Well, much consideration went into the possibly marvelous cave this hole might lead to, but meanwhile, the clock was ticking. In the end, we had only two hours left to get back to our truck before nightfall and at least a kilometer of nearly impenetrable bush to hack our way through. To make things worse, one member of our group, biologist Ivan Ahumada, was under attack from some sort of bug and suffering from all those unspeakable intestinal terrors usually reserved only for foreigners in Mexico


At last we tore ourselves away from that enticing hole and once again resumed our grim assault on the unforgiving mountainside. Dripping with sweat, disentangling ourselves from thorn bushes and dreaded cat’s claw, scratching mysterious red welts which had suddenly appeared on our skin, teetering on unstable chunks of rock, we inched our way downward.

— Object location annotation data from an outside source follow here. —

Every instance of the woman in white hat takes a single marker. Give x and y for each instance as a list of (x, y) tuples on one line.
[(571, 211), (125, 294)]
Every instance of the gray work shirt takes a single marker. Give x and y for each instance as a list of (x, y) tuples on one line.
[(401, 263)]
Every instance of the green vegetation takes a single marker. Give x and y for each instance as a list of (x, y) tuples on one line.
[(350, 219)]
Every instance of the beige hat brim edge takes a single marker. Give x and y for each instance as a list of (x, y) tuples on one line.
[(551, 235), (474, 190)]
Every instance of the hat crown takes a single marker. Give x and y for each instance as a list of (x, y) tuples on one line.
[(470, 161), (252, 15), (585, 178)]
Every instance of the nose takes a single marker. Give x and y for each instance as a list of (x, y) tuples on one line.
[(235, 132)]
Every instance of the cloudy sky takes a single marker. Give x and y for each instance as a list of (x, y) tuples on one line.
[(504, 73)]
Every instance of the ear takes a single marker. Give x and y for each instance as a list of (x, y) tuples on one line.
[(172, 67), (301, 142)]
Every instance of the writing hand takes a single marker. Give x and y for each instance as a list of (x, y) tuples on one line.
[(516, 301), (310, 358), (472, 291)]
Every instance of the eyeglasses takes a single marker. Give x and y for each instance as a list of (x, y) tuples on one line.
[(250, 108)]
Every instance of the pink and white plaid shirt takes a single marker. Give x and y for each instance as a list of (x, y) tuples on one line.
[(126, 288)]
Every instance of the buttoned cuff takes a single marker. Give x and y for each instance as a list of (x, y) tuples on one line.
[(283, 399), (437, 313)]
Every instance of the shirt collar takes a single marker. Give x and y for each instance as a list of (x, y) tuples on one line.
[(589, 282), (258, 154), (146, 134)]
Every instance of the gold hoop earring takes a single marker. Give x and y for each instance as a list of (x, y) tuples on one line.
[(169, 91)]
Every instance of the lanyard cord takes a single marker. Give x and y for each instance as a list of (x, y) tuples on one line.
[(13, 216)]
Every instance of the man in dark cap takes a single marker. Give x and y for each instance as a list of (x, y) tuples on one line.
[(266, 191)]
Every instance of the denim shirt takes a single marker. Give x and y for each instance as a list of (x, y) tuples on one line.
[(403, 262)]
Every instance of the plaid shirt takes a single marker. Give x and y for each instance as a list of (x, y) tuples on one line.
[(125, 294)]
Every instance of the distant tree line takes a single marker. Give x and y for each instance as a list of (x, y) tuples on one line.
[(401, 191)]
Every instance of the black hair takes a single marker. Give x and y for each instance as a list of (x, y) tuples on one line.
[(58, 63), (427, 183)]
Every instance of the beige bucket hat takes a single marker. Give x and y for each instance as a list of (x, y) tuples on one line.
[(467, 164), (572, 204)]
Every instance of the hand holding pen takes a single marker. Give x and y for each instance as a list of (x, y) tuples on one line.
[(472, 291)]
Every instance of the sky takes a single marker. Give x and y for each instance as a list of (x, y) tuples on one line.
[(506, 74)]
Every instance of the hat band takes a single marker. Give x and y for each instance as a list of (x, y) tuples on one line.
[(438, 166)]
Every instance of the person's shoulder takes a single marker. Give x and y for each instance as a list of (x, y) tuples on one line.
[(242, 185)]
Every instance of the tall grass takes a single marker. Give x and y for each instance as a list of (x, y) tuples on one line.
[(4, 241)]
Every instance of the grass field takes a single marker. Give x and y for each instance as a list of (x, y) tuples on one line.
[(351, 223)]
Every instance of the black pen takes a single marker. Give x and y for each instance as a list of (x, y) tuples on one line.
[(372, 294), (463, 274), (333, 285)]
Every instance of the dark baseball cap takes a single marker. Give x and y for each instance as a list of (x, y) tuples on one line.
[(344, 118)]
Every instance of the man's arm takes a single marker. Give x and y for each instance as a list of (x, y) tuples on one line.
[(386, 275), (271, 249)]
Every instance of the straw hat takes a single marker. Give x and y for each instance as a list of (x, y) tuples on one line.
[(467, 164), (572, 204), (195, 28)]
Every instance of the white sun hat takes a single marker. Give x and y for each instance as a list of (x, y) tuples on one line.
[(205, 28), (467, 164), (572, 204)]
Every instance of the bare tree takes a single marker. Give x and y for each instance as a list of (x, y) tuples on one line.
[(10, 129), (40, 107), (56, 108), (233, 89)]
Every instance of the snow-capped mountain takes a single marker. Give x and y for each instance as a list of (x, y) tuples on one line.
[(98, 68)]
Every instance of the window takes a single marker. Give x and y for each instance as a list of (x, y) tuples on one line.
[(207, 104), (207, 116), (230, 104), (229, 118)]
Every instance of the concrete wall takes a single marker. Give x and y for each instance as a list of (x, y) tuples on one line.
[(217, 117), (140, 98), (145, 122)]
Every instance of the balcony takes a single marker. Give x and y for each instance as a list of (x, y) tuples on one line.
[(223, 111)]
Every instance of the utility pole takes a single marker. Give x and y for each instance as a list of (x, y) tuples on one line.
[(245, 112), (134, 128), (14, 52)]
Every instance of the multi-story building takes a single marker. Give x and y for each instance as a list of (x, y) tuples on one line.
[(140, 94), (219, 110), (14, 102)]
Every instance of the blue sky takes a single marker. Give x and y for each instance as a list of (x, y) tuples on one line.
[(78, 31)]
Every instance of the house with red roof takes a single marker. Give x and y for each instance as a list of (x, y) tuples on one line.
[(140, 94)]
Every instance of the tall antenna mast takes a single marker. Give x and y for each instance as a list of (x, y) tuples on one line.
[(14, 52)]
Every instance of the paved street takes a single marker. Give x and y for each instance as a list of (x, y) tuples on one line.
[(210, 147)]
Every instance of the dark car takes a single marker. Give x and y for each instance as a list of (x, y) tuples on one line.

Several times, we were on the brink of mutiny: “It will take us a year to get down this way; we have to go back up to the cave and return the way we came,” cried some voices. Noé, however, kept chopping away calmly and, lo and behold, one hour before sunset, we spotted the infamous huizapol cornfield! But now, oh, how friendly and inviting it looked!

To make a long story short, we were soon back on our beloved trail and reached our truck with several minutes of daylight to spare. Was it worth it? Yes, indeed! In all my 27 years of exploring Jalisco’s caves, I haven’t seen another with so many beautiful decorations…and I never even made it to the second room of Monos. So, wearing proper burr-and-thorn-proof clothes, I’d be ready to go back anytime!